Thanks in particular to its math typesetting quality and its LaTeX and AMSTeX add-ons, TeX is the de-facto standard system for typesetting scientific and mathematical publications. Its programmability means TeX enables standardized layouts and batch processing (e.g. for automatic data conversion). It also offers a high level of flexibility and scalability.
Author data or: There's TeX and there's TeX
The fact that TeX is so powerful means that authors use self-defined, sometimes unorthodox markups. Added to this is a problem that TeX has in common with other text processing and DTP programs: It allows authors to format manuscripts with purely visual commands (bold, 14 pt, space; superscript 12 followed by upright C; freely formatted reference) rather than using common sense or a logical structure (chapter heading; chemical symbol; structured reference). This tends to make standardized formatting or data conversion more difficult.
More and more publishers have come to recognize their content as an asset that can be reused in ways that extend beyond the latest printed edition. These include data import into specialized databases, the sale (incl. chapter by chapter) of linked e-books and HTML renditions, the publication of purely electronic interim editions, or the long-term archiving and reuse of content.
TeX is better suited to this type of extended content reuse than many other data formats. Even mathematical, scientific, and technical works with math content can be edited directly in TeX by the author of a follow-up edition (many authors might prefer to edit the data in Word, in which case a conversion is always required because typesetting works with math content in Word is not recommended).
To ensure the content is rendered in a standardized way and is reusable, a process of normalization is required.
le-tex uses tools for efficient normalization of TeX and other input (e.g. Word or Plain Text from OCR):
- TeX macro packages for semantic markup (e.g. science.sty),
- xemacs macro packages for automatic or semi-automatic structuring (references, numerical values / physical units, chemical formulae etc.),
- Conversion tools from TeX to different XML document types with validation of the TeX input during conversion and validation of the XML output against a DTD / an XML schema,
- Creation of macro packages for publishers to release to authors,
- Author consulting, and
- Not least, many experienced employees, including numerous academics, who keep a close eye on the whole process and content lifecycle.

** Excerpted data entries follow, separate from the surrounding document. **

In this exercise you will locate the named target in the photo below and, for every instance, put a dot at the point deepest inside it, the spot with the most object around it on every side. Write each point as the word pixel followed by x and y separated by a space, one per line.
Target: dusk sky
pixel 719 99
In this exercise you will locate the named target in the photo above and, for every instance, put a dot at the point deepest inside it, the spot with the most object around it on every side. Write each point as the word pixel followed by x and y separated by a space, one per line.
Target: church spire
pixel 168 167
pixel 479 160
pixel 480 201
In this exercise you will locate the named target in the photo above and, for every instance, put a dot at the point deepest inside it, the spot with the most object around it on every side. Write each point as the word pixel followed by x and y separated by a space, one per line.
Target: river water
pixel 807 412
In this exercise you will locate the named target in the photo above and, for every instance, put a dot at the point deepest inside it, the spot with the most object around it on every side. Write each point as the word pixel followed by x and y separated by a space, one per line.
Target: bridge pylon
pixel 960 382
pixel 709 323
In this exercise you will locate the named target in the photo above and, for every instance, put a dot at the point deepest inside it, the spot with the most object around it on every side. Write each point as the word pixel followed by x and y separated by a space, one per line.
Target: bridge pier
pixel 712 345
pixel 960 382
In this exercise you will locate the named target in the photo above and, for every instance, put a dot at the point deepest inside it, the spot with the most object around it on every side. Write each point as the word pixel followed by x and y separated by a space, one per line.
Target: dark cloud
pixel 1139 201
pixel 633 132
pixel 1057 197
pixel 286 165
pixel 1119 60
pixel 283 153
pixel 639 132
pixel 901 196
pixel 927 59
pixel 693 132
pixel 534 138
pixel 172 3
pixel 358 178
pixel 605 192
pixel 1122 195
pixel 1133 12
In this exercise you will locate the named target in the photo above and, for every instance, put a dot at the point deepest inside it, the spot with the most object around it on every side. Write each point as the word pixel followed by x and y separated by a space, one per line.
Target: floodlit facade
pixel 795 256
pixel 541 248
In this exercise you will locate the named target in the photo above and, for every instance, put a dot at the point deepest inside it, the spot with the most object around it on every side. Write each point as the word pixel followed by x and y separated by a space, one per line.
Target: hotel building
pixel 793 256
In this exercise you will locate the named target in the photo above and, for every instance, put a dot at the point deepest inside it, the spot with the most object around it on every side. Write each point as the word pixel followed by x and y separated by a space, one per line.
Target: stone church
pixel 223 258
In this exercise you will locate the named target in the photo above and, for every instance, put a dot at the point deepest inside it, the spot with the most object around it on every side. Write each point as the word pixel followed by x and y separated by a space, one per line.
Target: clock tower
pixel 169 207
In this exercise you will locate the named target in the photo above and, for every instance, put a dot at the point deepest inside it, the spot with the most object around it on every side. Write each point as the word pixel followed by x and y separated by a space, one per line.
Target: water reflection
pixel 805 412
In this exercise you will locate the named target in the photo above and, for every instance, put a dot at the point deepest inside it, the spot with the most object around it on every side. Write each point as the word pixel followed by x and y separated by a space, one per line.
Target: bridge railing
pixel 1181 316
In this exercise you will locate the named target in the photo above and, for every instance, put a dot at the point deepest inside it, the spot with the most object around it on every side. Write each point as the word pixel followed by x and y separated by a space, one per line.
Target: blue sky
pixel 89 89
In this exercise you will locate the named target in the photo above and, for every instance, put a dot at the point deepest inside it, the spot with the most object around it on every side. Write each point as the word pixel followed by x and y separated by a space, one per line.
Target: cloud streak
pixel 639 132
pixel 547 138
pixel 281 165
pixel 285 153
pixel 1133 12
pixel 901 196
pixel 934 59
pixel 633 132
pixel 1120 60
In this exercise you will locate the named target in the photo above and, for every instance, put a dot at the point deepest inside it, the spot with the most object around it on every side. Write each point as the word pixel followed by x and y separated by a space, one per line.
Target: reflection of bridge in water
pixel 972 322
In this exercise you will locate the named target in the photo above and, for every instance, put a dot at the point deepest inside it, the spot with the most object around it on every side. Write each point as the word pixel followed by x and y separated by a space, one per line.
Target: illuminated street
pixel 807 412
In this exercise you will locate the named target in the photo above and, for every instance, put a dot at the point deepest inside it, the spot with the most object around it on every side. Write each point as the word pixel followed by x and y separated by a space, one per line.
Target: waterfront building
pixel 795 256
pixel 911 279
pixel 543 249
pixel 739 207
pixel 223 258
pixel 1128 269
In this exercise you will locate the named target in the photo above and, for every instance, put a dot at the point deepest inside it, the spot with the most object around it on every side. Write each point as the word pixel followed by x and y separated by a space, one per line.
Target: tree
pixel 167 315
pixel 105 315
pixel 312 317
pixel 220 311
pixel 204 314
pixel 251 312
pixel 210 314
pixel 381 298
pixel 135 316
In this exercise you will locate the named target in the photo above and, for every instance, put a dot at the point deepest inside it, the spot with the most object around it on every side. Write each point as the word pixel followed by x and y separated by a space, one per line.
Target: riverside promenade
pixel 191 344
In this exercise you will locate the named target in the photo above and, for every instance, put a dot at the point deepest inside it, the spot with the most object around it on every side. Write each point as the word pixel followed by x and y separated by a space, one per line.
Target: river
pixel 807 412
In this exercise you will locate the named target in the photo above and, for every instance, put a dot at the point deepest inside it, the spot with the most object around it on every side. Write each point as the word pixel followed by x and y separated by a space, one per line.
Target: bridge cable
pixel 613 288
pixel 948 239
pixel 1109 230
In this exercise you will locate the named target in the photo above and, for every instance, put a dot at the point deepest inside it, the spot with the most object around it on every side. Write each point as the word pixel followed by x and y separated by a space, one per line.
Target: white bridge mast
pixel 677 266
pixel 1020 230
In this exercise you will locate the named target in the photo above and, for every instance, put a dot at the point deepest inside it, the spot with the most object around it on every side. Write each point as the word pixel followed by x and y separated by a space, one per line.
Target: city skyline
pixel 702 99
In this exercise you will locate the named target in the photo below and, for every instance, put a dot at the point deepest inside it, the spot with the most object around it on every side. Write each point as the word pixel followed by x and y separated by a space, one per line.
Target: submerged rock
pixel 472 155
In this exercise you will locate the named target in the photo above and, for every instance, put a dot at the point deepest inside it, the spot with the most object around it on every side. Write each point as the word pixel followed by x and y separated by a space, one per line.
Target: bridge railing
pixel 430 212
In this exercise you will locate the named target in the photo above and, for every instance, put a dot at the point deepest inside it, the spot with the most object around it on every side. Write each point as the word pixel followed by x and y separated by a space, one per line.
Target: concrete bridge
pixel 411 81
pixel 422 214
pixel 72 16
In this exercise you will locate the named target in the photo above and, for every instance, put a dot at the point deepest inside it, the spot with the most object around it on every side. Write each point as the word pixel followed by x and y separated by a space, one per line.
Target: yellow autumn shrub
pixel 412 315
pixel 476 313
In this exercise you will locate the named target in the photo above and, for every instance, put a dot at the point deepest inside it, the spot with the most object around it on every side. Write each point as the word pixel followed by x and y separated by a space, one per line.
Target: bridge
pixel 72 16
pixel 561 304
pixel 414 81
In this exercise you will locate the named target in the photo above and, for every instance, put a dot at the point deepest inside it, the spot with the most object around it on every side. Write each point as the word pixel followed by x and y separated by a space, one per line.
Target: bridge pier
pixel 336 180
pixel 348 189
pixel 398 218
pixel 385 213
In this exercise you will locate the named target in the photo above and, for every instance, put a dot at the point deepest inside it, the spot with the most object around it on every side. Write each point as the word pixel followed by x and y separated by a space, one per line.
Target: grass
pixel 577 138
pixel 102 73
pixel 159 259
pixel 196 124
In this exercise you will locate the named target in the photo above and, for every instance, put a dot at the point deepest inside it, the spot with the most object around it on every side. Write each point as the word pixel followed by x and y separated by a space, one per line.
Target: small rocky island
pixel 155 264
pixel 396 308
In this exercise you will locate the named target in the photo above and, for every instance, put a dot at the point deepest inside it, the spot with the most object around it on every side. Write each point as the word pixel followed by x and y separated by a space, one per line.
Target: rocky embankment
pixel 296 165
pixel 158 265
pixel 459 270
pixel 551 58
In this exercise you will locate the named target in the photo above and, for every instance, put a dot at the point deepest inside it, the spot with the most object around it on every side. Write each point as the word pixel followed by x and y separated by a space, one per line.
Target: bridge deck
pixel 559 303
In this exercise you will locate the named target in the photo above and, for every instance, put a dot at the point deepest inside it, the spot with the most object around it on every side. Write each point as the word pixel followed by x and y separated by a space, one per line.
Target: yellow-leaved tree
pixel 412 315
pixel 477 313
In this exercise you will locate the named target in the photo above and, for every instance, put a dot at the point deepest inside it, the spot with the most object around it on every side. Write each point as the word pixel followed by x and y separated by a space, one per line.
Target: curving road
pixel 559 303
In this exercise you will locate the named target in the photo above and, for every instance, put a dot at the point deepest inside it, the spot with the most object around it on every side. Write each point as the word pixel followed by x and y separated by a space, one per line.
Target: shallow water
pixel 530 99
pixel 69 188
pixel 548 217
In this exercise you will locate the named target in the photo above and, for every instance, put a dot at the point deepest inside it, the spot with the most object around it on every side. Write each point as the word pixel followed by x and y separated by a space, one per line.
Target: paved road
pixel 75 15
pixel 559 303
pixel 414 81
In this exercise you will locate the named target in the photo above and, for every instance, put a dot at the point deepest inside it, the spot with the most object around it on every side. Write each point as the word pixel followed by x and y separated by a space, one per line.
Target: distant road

TeX can typeset XML data directly in the accustomed TeX quality. This makes it far superior to all XSL-FO engines. It is therefore suitable as a print backend system for loose-leaf publications, fulltext XML journals, and every other type of structured or semi-structured content. le-tex typesets numerous journals and books in TeX directly from XML source text and is therefore at the cutting edge when it comes to productive application of xmltex.
xmltex and LaTeX can handle any Unicode character, provided it is contained within a font. However, if the resulting PDF file also needs to contain the characters at the correct Unicode position (e.g. for correct searchability of linguistic texts), XeTeX with Unicode fonts can be used as an alternative. Rather than being directly typeset from XML using TeX, in this case the documents are typically converted into UTF-8-coded LaTeX source text by an upstream XSLT processor as part of a stable, makefile-controlled workflow.

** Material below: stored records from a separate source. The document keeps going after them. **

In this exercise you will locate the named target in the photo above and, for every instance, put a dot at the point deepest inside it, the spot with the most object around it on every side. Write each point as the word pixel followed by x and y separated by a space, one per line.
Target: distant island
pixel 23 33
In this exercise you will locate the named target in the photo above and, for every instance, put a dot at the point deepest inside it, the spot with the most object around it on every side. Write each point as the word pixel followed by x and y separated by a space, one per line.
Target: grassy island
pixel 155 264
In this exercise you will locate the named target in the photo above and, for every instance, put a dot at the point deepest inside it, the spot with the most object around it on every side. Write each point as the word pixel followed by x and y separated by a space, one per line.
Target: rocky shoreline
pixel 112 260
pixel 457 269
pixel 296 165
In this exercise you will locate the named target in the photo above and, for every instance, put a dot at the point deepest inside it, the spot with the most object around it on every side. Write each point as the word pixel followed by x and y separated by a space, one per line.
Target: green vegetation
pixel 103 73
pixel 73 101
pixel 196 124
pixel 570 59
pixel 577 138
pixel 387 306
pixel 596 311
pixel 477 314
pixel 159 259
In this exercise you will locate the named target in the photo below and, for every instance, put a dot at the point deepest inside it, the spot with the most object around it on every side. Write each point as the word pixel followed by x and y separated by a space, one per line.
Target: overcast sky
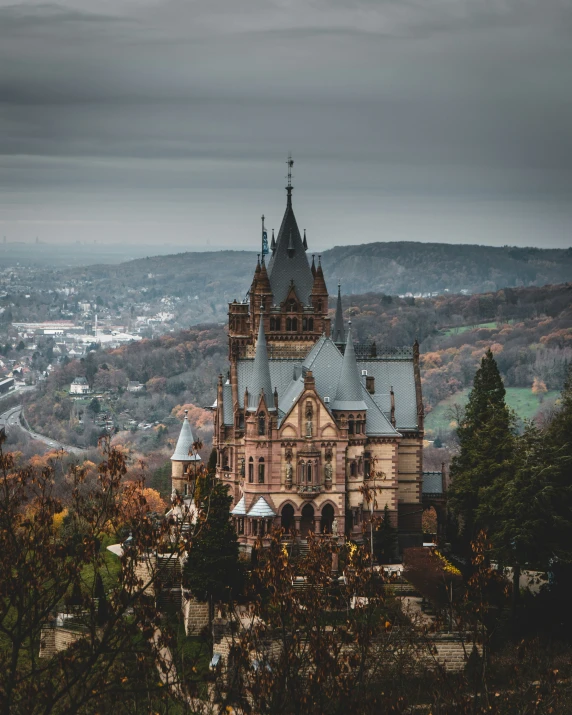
pixel 169 121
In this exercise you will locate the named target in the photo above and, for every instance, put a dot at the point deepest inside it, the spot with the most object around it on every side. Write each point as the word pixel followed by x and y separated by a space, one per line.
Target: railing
pixel 297 351
pixel 310 488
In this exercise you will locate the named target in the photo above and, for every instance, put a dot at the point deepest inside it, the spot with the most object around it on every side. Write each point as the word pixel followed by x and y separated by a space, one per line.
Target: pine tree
pixel 212 570
pixel 486 456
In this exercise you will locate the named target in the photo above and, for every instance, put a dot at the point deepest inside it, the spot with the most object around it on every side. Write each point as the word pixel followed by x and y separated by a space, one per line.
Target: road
pixel 11 419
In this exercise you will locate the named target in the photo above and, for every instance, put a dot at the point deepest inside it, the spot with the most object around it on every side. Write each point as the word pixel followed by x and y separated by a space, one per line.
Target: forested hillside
pixel 528 329
pixel 203 283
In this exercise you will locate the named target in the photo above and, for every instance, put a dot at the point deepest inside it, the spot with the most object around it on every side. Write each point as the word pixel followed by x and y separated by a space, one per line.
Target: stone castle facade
pixel 308 418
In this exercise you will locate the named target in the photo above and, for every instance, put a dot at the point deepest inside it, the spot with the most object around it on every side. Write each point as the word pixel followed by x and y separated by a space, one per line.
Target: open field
pixel 519 399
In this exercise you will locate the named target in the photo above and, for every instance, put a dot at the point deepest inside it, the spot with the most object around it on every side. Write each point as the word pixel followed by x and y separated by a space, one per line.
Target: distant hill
pixel 390 268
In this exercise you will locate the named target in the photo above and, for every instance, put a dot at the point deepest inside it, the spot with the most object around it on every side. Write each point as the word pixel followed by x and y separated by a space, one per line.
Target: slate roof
pixel 289 263
pixel 261 509
pixel 240 508
pixel 184 443
pixel 349 390
pixel 432 483
pixel 325 361
pixel 339 333
pixel 260 378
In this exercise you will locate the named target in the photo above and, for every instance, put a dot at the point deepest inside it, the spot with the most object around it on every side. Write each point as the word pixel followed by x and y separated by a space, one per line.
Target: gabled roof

Books and articles typeset in TeX must not be recognizable as such. With TeX, many people expect the typical look of single-column text in Computer Modern fonts, as generated by the LaTeX standard document classes. Examples such as Informatik Spektrum (IT Spectrum) or the Springer Handbook series illustrate how le-tex creates sophisticated layouts with multiple columns, customized fonts, and spot colors in TeX for numerous journals and books.